BATH — Jake Korb will know soon enough if he’s made the right career move.
But Korb has experience with such events, and said he’s had the help of the Bath community to get ready.
“I feel as prepared as one can for a ‘baptism of fire,'” he said Monday, noting that Heritage Days coordinator Ed Rogers “has done a great job planning and has been briefing me on what to expect this week.
“Ed is just one of a number of people who make sure that Heritage Days happens,” Korb continued, “and all of the committee chairs and members have been wonderfully supportive during this transition.”
Korb comes from Pittsburgh, Pennsylvania, and replace Mari Eosco, a city councilor who had been the organization’s interim director.

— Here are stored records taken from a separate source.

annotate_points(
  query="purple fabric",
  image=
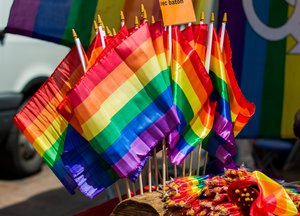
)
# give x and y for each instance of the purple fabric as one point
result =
(151, 137)
(224, 129)
(26, 22)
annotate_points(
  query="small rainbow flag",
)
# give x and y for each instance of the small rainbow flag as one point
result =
(268, 72)
(122, 104)
(241, 109)
(64, 150)
(53, 20)
(191, 89)
(42, 125)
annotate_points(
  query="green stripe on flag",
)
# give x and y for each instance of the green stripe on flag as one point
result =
(53, 154)
(219, 85)
(181, 101)
(128, 112)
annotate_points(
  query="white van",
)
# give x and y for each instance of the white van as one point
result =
(25, 63)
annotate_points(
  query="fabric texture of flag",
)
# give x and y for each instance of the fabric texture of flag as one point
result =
(241, 109)
(191, 90)
(220, 142)
(272, 198)
(267, 73)
(122, 104)
(64, 150)
(53, 20)
(42, 125)
(89, 171)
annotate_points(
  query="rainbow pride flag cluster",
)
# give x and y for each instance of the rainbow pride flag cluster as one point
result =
(96, 126)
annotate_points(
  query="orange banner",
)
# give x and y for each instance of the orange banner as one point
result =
(177, 11)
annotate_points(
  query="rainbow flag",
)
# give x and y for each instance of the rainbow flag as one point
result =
(41, 124)
(191, 89)
(241, 109)
(64, 150)
(220, 142)
(132, 112)
(267, 72)
(89, 171)
(53, 20)
(272, 198)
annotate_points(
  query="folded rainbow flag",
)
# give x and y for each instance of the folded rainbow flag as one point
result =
(64, 150)
(53, 20)
(122, 104)
(241, 109)
(42, 125)
(220, 142)
(191, 89)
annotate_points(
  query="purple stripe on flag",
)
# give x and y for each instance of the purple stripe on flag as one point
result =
(145, 142)
(23, 17)
(236, 20)
(223, 155)
(224, 129)
(176, 156)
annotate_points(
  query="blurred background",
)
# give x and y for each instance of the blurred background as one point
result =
(265, 40)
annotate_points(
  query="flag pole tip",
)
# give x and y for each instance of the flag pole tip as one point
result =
(225, 17)
(142, 8)
(114, 32)
(122, 16)
(152, 19)
(74, 33)
(99, 20)
(108, 32)
(145, 16)
(95, 26)
(212, 18)
(202, 16)
(136, 21)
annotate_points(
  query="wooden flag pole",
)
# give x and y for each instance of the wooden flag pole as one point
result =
(122, 18)
(164, 163)
(199, 158)
(209, 42)
(202, 18)
(150, 174)
(108, 32)
(207, 65)
(142, 17)
(133, 188)
(79, 49)
(156, 171)
(223, 28)
(95, 27)
(114, 32)
(199, 152)
(191, 163)
(136, 22)
(183, 168)
(117, 187)
(127, 188)
(101, 31)
(155, 167)
(141, 184)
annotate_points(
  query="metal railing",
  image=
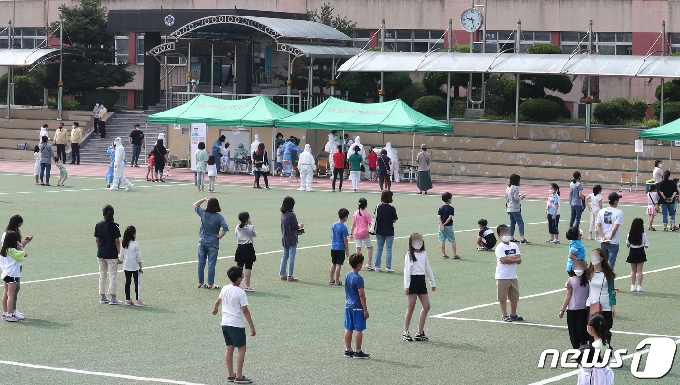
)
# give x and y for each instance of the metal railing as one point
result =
(294, 103)
(264, 76)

The “overwhelming sense of community that is present in Bath” is what drew him to the job, Korb said, adding that Main Street Bath “is an amazing organization that is driven by a passionate group of volunteers,” and that “their drive to make this organization successful could draw anyone in.”

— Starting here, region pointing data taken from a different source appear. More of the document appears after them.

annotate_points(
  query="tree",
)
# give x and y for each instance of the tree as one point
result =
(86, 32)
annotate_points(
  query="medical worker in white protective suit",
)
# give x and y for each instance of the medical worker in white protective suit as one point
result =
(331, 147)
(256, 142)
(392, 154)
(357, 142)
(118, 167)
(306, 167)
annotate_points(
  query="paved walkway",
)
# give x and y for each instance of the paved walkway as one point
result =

Kord is no stranger to the City of Ships. His aunt and uncle, Mark and Amy Hranicky, moved to Bath a decade ago to open the Benjamin F. Packard House Bed & Breakfast.
Bath became a second home for him during that time, Korb said.

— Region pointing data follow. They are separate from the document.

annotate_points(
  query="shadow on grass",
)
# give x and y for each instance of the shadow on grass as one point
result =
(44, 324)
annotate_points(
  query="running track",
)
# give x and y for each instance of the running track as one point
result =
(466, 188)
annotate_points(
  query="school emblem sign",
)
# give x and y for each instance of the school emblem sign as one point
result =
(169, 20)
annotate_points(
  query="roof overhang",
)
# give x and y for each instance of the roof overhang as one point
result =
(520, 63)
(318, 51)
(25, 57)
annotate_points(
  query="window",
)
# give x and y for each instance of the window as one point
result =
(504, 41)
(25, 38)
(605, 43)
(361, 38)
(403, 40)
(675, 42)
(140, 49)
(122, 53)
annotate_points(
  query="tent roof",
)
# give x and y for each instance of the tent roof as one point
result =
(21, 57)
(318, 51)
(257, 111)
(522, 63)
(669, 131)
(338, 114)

He previously worked as a development associate at The Neighborhood Academy, a Pittsburgh-based independent college preparatory high school serving at-risk youth, according to a Bath city press release.
“In his time at the school Korb has worked to improve the school’s relationship with local and state government, as well as implement programs for the better management of school volunteers and the school calendar,” the press release said.
Korb has also helped organize a community festival the past 10 years in his hometown of Girard, Pennsylvania.
That festival, Dan Rice Days, is comparable in some degree to Heritage Days, Korb said.
“The festival is smaller in the number of vendors we see, but the program is very similar, with the mainstays like a parade,” he said, noting that Heritage Days does have unique aspects, including the fireman’s muster.
Ruminating on his new job, Korb noted that he he hopes to “help the community continue to rise as a must-see for people traveling through Maine,” and that he would also like to encourage other young people to make their home in Bath.
Jake Korb is Main Street Bath’s new program director.